Joint Poster Session JP2.1 Application of a QPF-POP relationship to ensembles to generate better probabilistic precipitation forecasts

Tuesday, 2 June 2009
Grand Ballroom Center (DoubleTree Hotel & EMC - Downtown, Omaha)
Christopher J. Schaffer, Iowa State University, Ames, IA; and W. A. Gallus Jr. and M. Segal

Handout (1.2 MB)

Gallus and Segal (Weather and Forecasting, 2004) and Gallus et al. (Weather and Forecasting, 2007) used a precipitation-binning technique to show that at grid points where the quantity of precipitation was larger, the probability that those grid points would receive at least a small amount of precipitation was greater. It is believed that this relationship holds because models are better at forecasting where atmospheric conditions are favorable for precipitation than at forecasting actual amounts. It was also noted that probability of precipitation (PoP) values increased even further if two different models showed an intersection of grid points. These findings suggest that PoPs can be further improved, if these relationships were applied to ensemble forecasts.

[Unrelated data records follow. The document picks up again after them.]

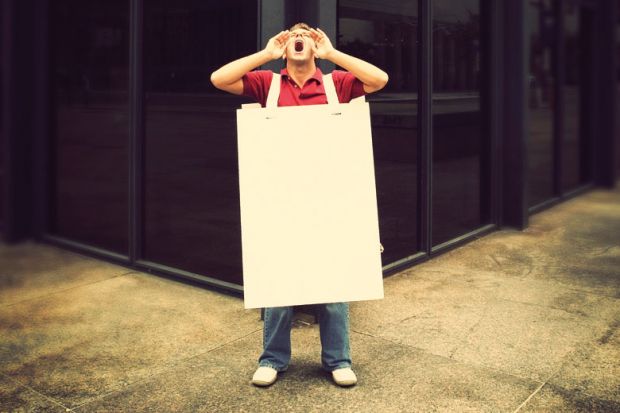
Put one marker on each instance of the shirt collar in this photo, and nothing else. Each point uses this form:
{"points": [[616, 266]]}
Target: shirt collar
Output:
{"points": [[317, 76]]}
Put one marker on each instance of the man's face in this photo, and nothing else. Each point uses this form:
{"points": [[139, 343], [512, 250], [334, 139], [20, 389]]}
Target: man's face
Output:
{"points": [[300, 45]]}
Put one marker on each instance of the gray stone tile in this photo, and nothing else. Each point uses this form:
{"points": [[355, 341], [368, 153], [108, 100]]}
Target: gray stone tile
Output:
{"points": [[594, 368], [555, 399], [542, 292], [524, 340], [30, 270], [93, 339], [17, 398], [430, 312], [392, 378]]}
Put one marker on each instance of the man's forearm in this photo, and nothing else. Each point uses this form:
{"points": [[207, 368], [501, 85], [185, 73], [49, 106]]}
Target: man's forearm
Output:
{"points": [[233, 71], [370, 75]]}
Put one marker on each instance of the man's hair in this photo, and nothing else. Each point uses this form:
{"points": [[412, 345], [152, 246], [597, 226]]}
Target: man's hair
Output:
{"points": [[299, 25]]}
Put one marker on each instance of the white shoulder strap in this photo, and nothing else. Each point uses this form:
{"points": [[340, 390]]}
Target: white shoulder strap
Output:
{"points": [[330, 90], [274, 91]]}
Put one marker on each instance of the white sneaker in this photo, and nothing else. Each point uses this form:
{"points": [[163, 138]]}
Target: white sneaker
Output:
{"points": [[344, 377], [264, 376]]}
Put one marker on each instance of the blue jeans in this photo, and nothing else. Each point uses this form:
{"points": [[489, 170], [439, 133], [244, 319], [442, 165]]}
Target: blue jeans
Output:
{"points": [[334, 329]]}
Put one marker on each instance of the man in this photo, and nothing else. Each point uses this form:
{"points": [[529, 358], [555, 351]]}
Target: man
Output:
{"points": [[302, 84]]}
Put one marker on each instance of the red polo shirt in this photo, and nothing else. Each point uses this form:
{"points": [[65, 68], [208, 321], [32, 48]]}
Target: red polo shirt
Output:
{"points": [[256, 85]]}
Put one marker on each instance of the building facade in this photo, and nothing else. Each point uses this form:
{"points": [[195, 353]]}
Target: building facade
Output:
{"points": [[114, 143]]}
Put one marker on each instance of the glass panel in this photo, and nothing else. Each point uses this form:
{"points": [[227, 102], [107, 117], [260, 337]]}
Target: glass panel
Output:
{"points": [[191, 209], [574, 141], [385, 34], [541, 26], [618, 92], [458, 153], [90, 117]]}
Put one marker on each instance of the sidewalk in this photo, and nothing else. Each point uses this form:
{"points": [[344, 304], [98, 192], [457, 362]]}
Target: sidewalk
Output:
{"points": [[515, 321]]}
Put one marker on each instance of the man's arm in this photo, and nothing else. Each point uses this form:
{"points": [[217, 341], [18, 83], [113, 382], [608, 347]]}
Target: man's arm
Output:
{"points": [[228, 77], [370, 75]]}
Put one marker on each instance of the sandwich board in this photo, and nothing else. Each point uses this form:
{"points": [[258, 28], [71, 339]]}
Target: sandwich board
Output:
{"points": [[309, 220]]}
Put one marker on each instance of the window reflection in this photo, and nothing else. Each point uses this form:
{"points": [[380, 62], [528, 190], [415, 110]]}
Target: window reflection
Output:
{"points": [[385, 34], [541, 24], [90, 116], [618, 92], [191, 185], [458, 155], [575, 145]]}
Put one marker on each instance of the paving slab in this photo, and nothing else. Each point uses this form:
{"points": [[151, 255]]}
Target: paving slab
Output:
{"points": [[594, 368], [30, 270], [15, 397], [392, 378], [557, 400], [524, 340], [90, 340]]}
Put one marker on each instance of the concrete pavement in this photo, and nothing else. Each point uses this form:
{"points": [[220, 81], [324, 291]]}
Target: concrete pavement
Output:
{"points": [[515, 321]]}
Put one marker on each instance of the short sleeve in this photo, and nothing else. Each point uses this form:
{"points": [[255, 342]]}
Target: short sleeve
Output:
{"points": [[256, 85], [347, 86]]}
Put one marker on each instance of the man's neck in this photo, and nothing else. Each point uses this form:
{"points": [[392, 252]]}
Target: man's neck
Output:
{"points": [[301, 72]]}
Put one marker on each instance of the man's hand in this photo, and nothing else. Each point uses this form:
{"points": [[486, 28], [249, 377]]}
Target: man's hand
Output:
{"points": [[322, 46], [276, 46]]}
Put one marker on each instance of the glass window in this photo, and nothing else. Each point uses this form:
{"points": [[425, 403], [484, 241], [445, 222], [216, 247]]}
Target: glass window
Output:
{"points": [[541, 26], [618, 92], [191, 184], [90, 118], [459, 153], [385, 33], [575, 144]]}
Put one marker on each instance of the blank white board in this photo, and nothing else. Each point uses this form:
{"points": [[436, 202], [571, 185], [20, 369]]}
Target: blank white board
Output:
{"points": [[309, 222]]}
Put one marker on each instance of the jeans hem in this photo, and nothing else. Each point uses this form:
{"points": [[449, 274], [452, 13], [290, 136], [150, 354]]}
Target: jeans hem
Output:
{"points": [[278, 369], [339, 366]]}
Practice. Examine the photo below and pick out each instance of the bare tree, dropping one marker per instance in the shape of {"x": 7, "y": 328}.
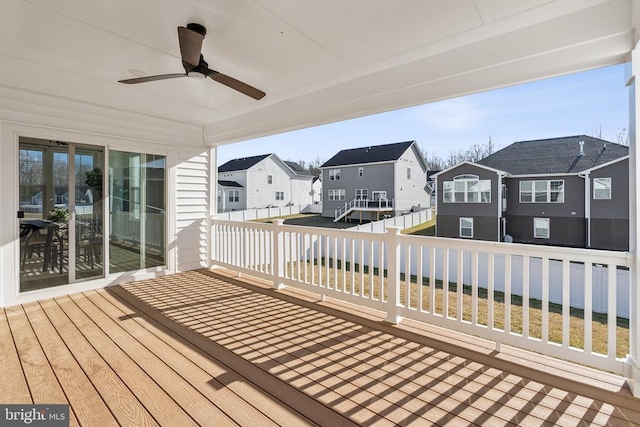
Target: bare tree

This study post-processes WRF ensemble precipitation data, testing new methods of obtaining PoP forecasts to show that PoPs will increase with a combined increase in precipitation amount and number of ensemble members predicting precipitation. At each point on the grid, a characteristic precipitation amount must be determined based on the amounts forecasted by the ensemble members. For instance, the maximum amount forecasted by any member could be used, or the method could use an ensemble average value. By binning the characteristic amount and determining the number of members forecasting a specific amount of precipitation at each grid point, refined PoPs are calculated. By using these refined probabilities (obtained from 20 cases from a 4-km dataset run by the Center for the Analysis and Prediction of Storms during 2007, in support of the NOAA Hazardous Weather Testbed Spring Program), the reliability of the probabilistic precipitation forecasts is improved, when compared to the traditional method of equally-weighting ensemble members to determine PoPs. The Brier scores calculated from the refined PoPs are more favorable than those of the traditional method for determining PoPs, as are the ROC areas associated with the refined PoPs. The method was also tested on a 15-km Winter 2006 dataset, which yielded similar results. Finally, a Summer 2008 dataset was used as a training dataset in order to be tested against the Summer 2007 dataset.